The second interesting and usual phenotype is that the purified PucD LH2 complex has a rather unique NIR absorption spectrum. This then raises the question as to whether this complex has a similar or different structure when compared with the standard wild-type HL LH2 complex. The pucBA gene sequences are shown in Supplementary Fig. 1. The sequences are all rather homologous and are similar to pucBA genes from other species of purple photosynthetic bacteria. The lack of high-resolution crystal structures from LH2 complexes with different absorption spectra means that it is not clear how to conclude the presence of which amino acids produce which spectroscopic form. Previous studies have highlighted the role of hydrogen bonds from two alpha-polypeptide aromatic residues that correlate with the strongly coupled Bchls absorbing at 850 nm (McDermott et al. 1995). If these residues change to non-hydrogen bonding residues, such as FM, then the 850 nm absorption band is usually blue shifted (Brunisholz and Zuber 1992; Fowler et al. 1992; McLuskey et al. 2001). In the case of the pucBAd gene pair this pair of residues are F and M. However, the details of the molecular interactions that induce the ‘B850’ band to blue shift all the way to 803 nm are not yet clear.

The CD spectra and the Bchl:carotenoid ratios of these two types of LH2 complex suggest that they both have rather similar overall structures. Of course, to finally prove this will require a good, high-resolution structure of the PucD LH2 complex. Unfortunately, so far it has only been possible to grow crystals of the PucD LH2 complex that are not well ordered enough to allow such a high-resolution X-ray crystal structure to be determined. These efforts to obtain better crystals are continuing along with trials using completely different crystallisation methodology based on cubic lipidic phases (Caffrey 2009).

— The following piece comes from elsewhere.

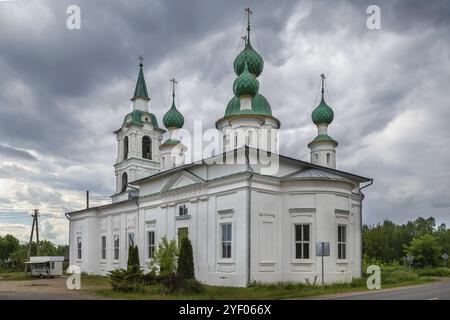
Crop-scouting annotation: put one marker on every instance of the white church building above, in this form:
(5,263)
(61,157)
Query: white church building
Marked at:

One interesting feature of the NIR absorption spectrum of the PucD LH2 complex is the intensity of the 804 nm band. If this band arises from just a blue shift of the B850 absorption band seen in the wild-type HL LH2 complex, it might have been expected that the blue-shifted band would be broader than the PucD LH2 B800 band seen in Fig. 5a (in fact, at half height the width of the B850 band is ~ 20% greater than the B800 band in the PucD LH2 complex). The increase in intensity of the 800 nm band is not just due to the superpostition of the two Bchl Qy absorption bands, rather it is also enhanced by the narrowing of that portion of the absorption band that reflects the absorption due to the ring of tightly coupled Bchl molecules. This suggests that the PucD LH2 complex in this absorption band exhibits reduced inhomogeneous broadening relative to that seen in the case of the wild-type LH2 complex.

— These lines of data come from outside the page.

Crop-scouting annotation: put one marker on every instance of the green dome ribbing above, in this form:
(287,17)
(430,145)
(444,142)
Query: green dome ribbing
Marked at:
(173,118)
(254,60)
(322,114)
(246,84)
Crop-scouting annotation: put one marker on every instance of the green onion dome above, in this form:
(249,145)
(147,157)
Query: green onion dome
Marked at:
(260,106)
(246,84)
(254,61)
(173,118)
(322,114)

The PucD LH2 absorption spectrum presented in Fig. 5a with a single strong NIR absorption band at 804 nm is similar, although narrower, to the absorption spectrum of the ‘LH4’ complex described previously by Papiz and co-workers (Hartigan et al. 2002). This complex was obtained from wild-type Rps. palustris grown at very low-light intensities. However, our group has never been able to reproduce this spectroscopic form under our growth conditions and the ΔpucBAabce deletion mutant membrane spectra are more reminiscent of the B800 LH2 found in Rhodobacter denitrificans (Duquesne et al. 2011).

This paper illustrates the power of a ‘genetic dissection’ approach to purple bacterial species that have a multigene family of puc genes. Through this approach it is possible to unequivocally determine the puc genes that are responsible for any spectroscopic form of LH2.